R. >> My whole life I’ve been fairly slender, even thin and skinny at times (helloooo wedding photos!). I’ve never, however, been a “fit” girl. Sure, as a teen I played soccer and was a pretty good swimmer. In my twenties I even followed a cute boy into a volleyball team… for a few weeks.
But now that I’ve gained the baby weight, lost some of it and managed to screw my knees up the day before the delivery by squatting (*snap* help, I can’t get up!), I’ve felt this overwhelming urge that I should be getting fit. I should be working out, at least for my health and flexibility if not so much for the weight loss (even though my usual size 4 body is now a size 12 – which really surprises me because I look in the mirror and just don’t see it! But then again, my jeans love reminding me… ew.)

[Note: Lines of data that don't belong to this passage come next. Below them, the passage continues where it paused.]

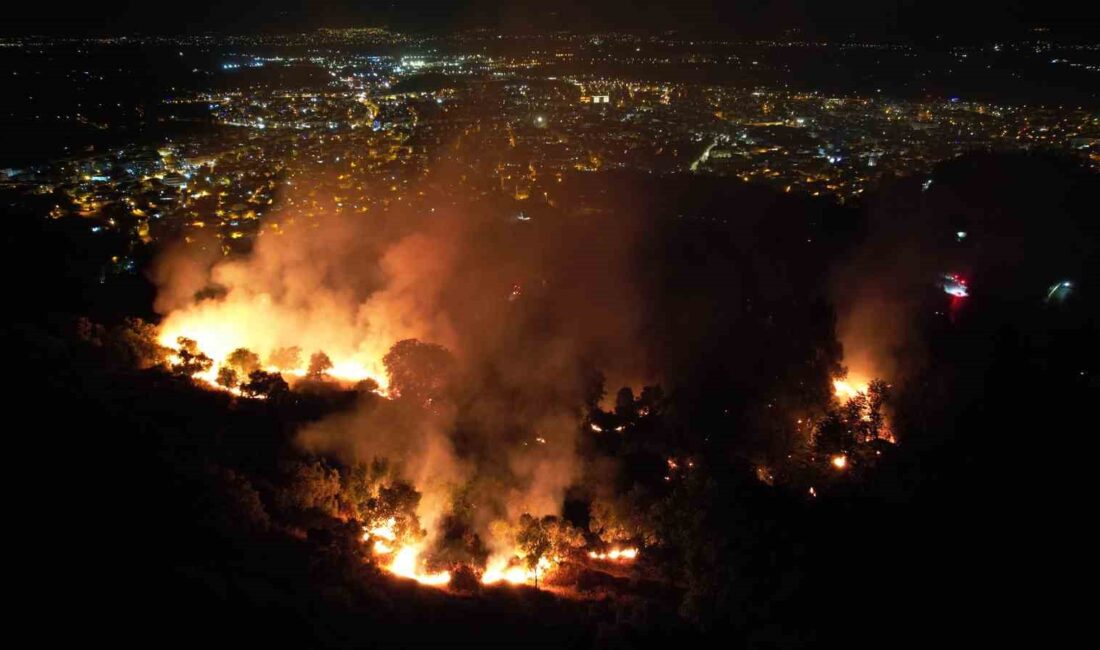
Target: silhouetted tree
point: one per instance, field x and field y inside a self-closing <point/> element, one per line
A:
<point x="285" y="359"/>
<point x="189" y="360"/>
<point x="418" y="371"/>
<point x="319" y="363"/>
<point x="227" y="377"/>
<point x="243" y="361"/>
<point x="264" y="384"/>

So, thinking myself all smart and cool, one day as I was doing the groceries with a friend while the baby was at home with Dad, I spotted a yoga mat and jumping rope. Yes, you read that right. My grocery store sells exercise equipment. After Christmas. Smart marketing, right?? I’m happy to say that I’ve actually used the yoga mat – twice. And the jump rope is still in mint condition in the box. Maybe if I leave it there, its value will go up?
I’m sure I’m not the only Mom who’s feeling the guilt of fitness. Especially being in my early 30s, just like investing in a retirement fund, I know I need to invest in my body for my daughter’s sake.
And that’s another reason why I love Drew Barrymore. When interviewed by USA Today, she stood up for “real” baby bodies and the impossible expectations of finding your old body back so quick (I’m totally thumbing my nose at you, V.).
“It takes time. Screw these impossible expectations. I’m doing it very healthy and sensibly. You gotta be nice to yourself. What kind of parent are you going to be if you’re to be berating yourself in the mirror? I want to instill in her that when she’s happy on the inside she’ll be the most beautiful on the outside. I have to live by that same mantra and it’s a lot easier because I get to eat,” says Barrymore.
Rock on, Drew. And rock on flabby orange-peel tummy. Most days I hate you. Some days I look at you like you’re my battle scars. And then when it’s time to pay special attention to my husband, well I don’t like you so much anymore. But that’s a whole other blog post.
So, I guess this is the point where I should stop lamenting and just start dating my yoga mat, right? Ugh…
What did YOU do to get your body back?